Tost: Teams have saved ‘a lot of money’

Date published: March 28 2020

Franz Tost says teams are saving "a lot of money" in development costs due to the coronavirus pandemic.

AlphaTauri boss Franz Tost says the coronavirus pandemic has actually saved teams “a lot of money” since the new rules have now been delayed.

The new financial, sporting and technical regulations which were set to come in to Formula 1 from 2021 have now been delayed until the following year.

That’s because the current season hasn’t been able to begin yet due to the global impacts of the COVID-19 outbreak, and the earliest we could see any on-track action is mid-June.

A lot of fuss has been made about how the loss of revenue will impact the teams, especially those further down the grid, but Tost says teams are actually saving “a lot of money” because now they don’t need to balance their 2020 programme whilst also preparing their next car for the new rules.

Speaking to Autosport, he said: “There are two sides to every coin.

“The good thing about the coronavirus story is that we don’t have to do double development this year.

“We can’t develop the car for 2022 until the beginning of 2021. That also means 2021 development will now happen under the umbrella of the budget cap.

“[That is] a very important point because it saves a lot of money. It means that double development at high cost level is no longer necessary”.

Tost is referring to the fact that originally the 2021 cars would have been designed this year, before the $175m-per-season budget cap came into force in 2021, meaning teams would spend big to perform in 2020 and nail the 2021 regulations the best they could.

But now all the development of the new cars will have to be done next year under the cap.

Discussing what has been agreed for the new regulations, Tost said: “The chassis will be homologated. The mechanical parts, too, such as the suspension.

“The only thing that can be improved is the aerodynamics. That means front wing, rear wing, bodywork, side pods, floor, diffuser and barge boards.”
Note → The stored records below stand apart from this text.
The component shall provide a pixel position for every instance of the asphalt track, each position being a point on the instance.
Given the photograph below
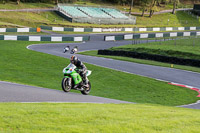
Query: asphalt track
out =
(160, 73)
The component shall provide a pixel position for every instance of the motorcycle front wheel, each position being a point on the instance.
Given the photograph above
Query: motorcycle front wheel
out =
(86, 91)
(66, 84)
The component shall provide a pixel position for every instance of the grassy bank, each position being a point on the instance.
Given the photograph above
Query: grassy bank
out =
(182, 48)
(36, 19)
(74, 117)
(13, 5)
(18, 64)
(141, 61)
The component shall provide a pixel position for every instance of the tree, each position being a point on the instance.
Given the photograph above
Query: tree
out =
(144, 6)
(175, 4)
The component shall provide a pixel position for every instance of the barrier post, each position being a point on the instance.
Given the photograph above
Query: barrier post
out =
(38, 29)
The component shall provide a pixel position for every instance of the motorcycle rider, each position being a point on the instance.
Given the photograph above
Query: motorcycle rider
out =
(82, 68)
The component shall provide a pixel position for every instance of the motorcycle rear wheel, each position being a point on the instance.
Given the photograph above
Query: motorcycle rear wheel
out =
(87, 90)
(65, 84)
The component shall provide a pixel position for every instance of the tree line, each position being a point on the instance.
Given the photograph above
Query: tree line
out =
(145, 5)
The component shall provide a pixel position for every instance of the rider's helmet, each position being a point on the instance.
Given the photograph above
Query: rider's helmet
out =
(73, 59)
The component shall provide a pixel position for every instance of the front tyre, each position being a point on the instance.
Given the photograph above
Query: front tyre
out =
(66, 84)
(86, 91)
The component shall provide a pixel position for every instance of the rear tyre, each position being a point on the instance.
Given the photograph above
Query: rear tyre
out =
(66, 84)
(86, 91)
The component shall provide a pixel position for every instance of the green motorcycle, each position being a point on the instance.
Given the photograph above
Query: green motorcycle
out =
(73, 80)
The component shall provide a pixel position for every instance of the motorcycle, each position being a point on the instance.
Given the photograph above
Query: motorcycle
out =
(73, 80)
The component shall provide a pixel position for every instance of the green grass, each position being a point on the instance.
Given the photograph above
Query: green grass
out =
(18, 64)
(24, 33)
(36, 19)
(179, 19)
(182, 48)
(92, 118)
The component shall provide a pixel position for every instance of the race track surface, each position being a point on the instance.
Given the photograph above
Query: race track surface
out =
(156, 72)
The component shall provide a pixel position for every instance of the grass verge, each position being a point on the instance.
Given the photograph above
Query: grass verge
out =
(76, 117)
(141, 61)
(18, 64)
(36, 19)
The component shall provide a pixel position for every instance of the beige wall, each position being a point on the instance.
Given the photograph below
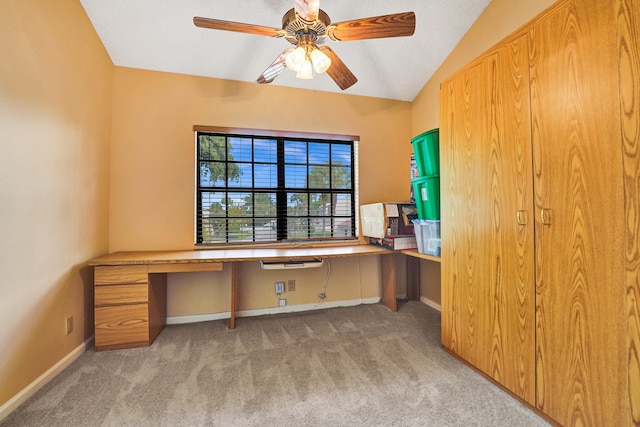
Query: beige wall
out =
(58, 187)
(152, 179)
(499, 19)
(55, 112)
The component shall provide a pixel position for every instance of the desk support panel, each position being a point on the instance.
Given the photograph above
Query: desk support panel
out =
(388, 278)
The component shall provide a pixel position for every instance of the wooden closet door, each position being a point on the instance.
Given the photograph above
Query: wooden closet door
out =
(580, 359)
(461, 130)
(628, 42)
(487, 261)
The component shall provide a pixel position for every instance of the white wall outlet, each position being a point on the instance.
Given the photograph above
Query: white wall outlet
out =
(279, 288)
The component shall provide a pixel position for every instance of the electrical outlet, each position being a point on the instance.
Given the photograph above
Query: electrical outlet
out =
(279, 288)
(69, 325)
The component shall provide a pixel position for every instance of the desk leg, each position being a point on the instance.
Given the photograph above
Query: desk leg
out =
(234, 285)
(413, 278)
(388, 277)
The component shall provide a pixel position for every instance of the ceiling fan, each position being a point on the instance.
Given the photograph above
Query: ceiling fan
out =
(306, 26)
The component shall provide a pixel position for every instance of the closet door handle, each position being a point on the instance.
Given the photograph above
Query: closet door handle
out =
(545, 216)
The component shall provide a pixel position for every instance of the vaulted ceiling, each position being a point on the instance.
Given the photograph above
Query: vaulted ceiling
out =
(160, 35)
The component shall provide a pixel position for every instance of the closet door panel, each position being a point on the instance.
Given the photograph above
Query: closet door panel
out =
(487, 262)
(580, 378)
(460, 149)
(507, 226)
(628, 31)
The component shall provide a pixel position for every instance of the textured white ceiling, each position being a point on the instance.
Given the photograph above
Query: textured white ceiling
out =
(160, 35)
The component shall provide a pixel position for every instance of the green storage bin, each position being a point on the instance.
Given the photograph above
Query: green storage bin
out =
(426, 147)
(427, 192)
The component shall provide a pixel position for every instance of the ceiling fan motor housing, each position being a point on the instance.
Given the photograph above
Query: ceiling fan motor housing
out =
(297, 29)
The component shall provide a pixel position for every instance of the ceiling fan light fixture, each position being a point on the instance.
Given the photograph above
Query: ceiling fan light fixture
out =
(321, 62)
(295, 60)
(306, 72)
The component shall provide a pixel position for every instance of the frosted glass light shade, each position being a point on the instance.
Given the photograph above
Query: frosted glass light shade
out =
(321, 62)
(306, 72)
(295, 60)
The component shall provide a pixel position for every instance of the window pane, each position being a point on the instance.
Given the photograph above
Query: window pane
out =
(245, 194)
(341, 155)
(342, 205)
(239, 205)
(319, 177)
(342, 227)
(265, 150)
(240, 230)
(295, 176)
(264, 205)
(244, 176)
(240, 149)
(320, 204)
(295, 152)
(298, 204)
(212, 174)
(319, 153)
(321, 227)
(213, 215)
(341, 177)
(212, 147)
(298, 228)
(266, 231)
(266, 176)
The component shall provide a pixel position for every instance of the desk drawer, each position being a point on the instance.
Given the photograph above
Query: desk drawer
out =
(117, 274)
(122, 324)
(121, 294)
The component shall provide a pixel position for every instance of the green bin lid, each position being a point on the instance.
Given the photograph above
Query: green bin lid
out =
(424, 134)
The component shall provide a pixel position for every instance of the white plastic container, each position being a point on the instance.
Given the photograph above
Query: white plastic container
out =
(427, 236)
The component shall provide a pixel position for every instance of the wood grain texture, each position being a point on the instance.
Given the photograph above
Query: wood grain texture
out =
(580, 374)
(508, 249)
(388, 278)
(628, 48)
(157, 305)
(208, 256)
(185, 268)
(394, 25)
(217, 24)
(121, 294)
(488, 287)
(338, 71)
(460, 139)
(126, 325)
(111, 275)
Tost also explained how the FIA are limiting wind tunnel testing for the new cars that are now coming in 2022.

“The FIA controls the wind tunnel and gets video recordings and pictures of the wind tunnel,” he explained.

“That means you can’t put a 2022 car in the wind tunnel because it looks completely different. You would see that immediately.

“The FIA can ask for pictures of which car is in the wind tunnel right now. And they can check which model has been tested.

“No team can afford to mess with the rule keepers. No team can do that because far too many people are involved.

“When a model goes into the wind tunnel, the model makers are the first ones involved, followed by the guys who operate the wind tunnel.

“That’s at least 10 people who would know about it. Nobody will accept such a risk.”